For whatever reason — perhaps because the Mets acquired him in the Bobby Bonilla trade — it seemed like Ochoa came up to a lot more hype than Huskey did. In fact, I remember that Ochoa was the first player I had ever heard referred to as a “five-tool guy,” which was about the most hilarious thing my 14-year-old mind could process.
Soon after the Mets called Ochoa up, I went to a game with my brother and a couple of his friends. We managed to sneak down to the field level in right field, where we proceeded to commend Ochoa for every single thing he did in the game, proclaiming everything as examples of his tools. He took a couple steps toward first base from right field on an infield groundout, and I yelled something about backing up first base from right field being the elusive sixth tool. Stuff like that, all game long.
Eventually Ochoa acknowledged us, and we went absolutely ape. But from there it was all downhill for Ochoa as a Met. Until right now, I had forgotten that he ever put up productive seasons with the Reds and Brewers after leaving Flushing. He did finish fifth in the NL in outfield assists in 2001, strong evidence of at least one tool.
I don’t drink very often. I know so little about beers that if there’s nothing I recognize on a bar’s tap list I usually panic and wind up with something that tastes like fermented tar, which I sip politely until it’s about 3/4 done then leave it and walk to some other part of the bar hoping it doesn’t follow me.
When I do drink, it’s usually bourbon. And I know plenty of people will judge the hell out of me for saying this, but I rarely drink my bourbon straight. At bars I usually order it with seltzer, and at home I mix it with unsweetened green tea and a little lemonade (about three parts green tea, one part bourbon, one part lemonade). That’s the Ted Berg — order it by name, then explain it to the bartender. I’d like for this to catch on.
I also like a good frozen rum drink, where appropriate.
Yikes, that’s a tough one. I’m trying to imagine life without my pinkie fingers, and it’s not great. I don’t use my left pinkie as often as I should while playing the guitar, but I still definitely need it for that. And obviously both pinkies are very necessary for typing with any rapidity. Plus — and not to be Debbie Downer here — I’ve got the MS, so my dexterity is at times already limited, and I don’t know how much more of that I want to give up.
I guess there’s an underlying question of vanity here: Would everyone know I had given up two pinkies for a pair of Mets championships? Like would that be something celebrated at the parade — here’s this guy who for some reason had to give up his fingers for this! — or would I just be some eight-fingered fan in the crowd?

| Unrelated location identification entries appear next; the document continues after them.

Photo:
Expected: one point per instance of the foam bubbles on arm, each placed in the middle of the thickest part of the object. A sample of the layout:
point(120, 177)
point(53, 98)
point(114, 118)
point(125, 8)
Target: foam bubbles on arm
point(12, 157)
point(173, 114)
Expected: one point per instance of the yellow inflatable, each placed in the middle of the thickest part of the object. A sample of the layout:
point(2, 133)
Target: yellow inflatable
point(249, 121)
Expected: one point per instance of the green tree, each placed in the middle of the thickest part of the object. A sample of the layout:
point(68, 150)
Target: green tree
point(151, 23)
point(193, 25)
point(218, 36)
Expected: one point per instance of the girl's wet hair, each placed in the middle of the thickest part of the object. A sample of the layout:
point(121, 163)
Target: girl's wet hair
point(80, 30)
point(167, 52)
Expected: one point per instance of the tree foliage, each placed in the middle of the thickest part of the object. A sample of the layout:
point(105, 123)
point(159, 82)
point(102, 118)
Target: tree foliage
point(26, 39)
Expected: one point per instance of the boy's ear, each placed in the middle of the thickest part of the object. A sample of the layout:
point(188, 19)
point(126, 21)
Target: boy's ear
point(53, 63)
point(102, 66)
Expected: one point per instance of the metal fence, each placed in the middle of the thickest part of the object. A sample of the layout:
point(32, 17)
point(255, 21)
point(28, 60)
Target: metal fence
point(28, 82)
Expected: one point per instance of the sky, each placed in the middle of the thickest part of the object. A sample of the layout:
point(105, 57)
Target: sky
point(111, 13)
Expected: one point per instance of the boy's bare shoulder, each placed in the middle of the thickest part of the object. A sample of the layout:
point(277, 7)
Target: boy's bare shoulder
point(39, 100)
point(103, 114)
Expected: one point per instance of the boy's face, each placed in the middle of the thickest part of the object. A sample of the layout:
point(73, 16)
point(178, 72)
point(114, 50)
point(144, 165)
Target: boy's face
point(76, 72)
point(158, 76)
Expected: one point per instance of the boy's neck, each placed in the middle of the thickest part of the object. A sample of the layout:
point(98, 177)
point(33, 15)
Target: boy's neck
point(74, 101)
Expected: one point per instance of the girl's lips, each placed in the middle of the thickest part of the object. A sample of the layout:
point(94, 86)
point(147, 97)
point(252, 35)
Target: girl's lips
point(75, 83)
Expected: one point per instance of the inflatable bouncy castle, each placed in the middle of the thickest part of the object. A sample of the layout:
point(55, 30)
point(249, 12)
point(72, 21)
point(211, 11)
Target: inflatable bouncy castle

Either way I think the answer is no. Maybe that means I’m not committed enough, but I’d say it’s just optimism. I’m confident enough that the Mets will eventually win a World Series or two that I’m not willing to part ways with my fingers to guarantee it.
Toes I’d do in a second. Especially if it came with the promise that headlines after the fact referred to the Mets’ victory as “digitally enhanced.” I don’t think we make enough digit/digital jokes in general.